Equitable no longer maintains offices in the building, which is currently marketed as 401 North Michigan. In 2003, NBC 5 Chicago opened a street-level studio at the lobby level of the Equitable Building, becoming the first Chicago television station to open such a studio, and starting a trend. ABC 7 Chicago and CBS 2 would open their own street-level studios several years later in other downtown locations.

In 2017 the riverfront restaurant and helical staircase were replaced by a new flagship store for Apple, also with the address 401 N Michigan Ave. The store was designed by the London-based architecture firm Foster + Partners.

Pioneer Court, often mistakenly called "Pioneer Plaza", is largely the great civic space imagined at the time of its construction. Since it was built, it has hosted numerous art installations, performances, civic events, advertising events, and festivals. It has also been featured in several films and television advertisements. In 1992, Pioneer Court was redesigned and extended eastward around the office tower by Cooper, Robertson & Partners in a vaguely Postmodernist style, in conjunction with the massive Cityfront Center development just to the east.

== Architecture ==
The box-shaped building, designed by Bruce Graham and Natalie de Blois of Skidmore, Owings, and Merrill, was designed in the International Style with large columns and spandrel beams expressed on each facade and covered in anodized aluminum, complemented by large windows on all four sides of the building. As in many office towers, a core containing stairs, elevators, and bathrooms lies at the center.
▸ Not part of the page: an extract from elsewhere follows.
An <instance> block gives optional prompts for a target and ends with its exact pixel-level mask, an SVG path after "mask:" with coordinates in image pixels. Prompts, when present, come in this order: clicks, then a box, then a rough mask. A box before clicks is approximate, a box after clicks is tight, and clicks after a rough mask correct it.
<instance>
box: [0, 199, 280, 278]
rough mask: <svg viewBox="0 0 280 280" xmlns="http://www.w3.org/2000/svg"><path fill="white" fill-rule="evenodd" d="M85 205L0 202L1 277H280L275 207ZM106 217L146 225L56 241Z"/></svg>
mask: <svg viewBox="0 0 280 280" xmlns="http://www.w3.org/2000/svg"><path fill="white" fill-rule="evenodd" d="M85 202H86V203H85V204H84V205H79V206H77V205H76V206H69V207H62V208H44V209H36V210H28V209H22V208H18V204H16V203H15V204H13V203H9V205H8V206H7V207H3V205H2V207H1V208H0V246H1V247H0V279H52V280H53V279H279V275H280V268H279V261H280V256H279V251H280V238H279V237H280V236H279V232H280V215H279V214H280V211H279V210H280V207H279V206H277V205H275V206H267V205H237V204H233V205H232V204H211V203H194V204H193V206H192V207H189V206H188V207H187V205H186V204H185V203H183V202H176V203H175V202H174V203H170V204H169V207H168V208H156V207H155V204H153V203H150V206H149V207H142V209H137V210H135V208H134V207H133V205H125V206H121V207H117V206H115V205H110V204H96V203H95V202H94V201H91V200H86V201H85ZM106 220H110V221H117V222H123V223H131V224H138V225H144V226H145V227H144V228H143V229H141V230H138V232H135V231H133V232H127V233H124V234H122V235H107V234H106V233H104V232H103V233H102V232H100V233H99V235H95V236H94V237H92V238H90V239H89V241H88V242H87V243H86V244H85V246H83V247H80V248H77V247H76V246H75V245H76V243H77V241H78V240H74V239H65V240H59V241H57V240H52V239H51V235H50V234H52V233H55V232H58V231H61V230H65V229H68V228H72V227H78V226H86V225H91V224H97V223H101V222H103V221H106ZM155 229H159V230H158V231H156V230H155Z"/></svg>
At the urging of the Chicago Tribune, Graham designed the building with a 175-foot (53 m) setback from Michigan Avenue, to avoid blocking views of the Chicago River from the Tribune's nearby building. A large plaza created by this setback was named Pioneer Court, envisioned by both Equitable and the Tribune as a monumental civic space in Chicago honoring various civic founders, including du Sable and Kinzie. The plaza is at the elevated level of Michigan Avenue, and would be paved in granite, with trees and a large reflecting pond. Underneath the building and plaza were to be commercial spaces and parking, as well as an existing single-track railroad line leading to Navy Pier. Along the river edge, Graham designed a curvilinear promenade for a riverfront restaurant with a helical staircase down from the plaza above.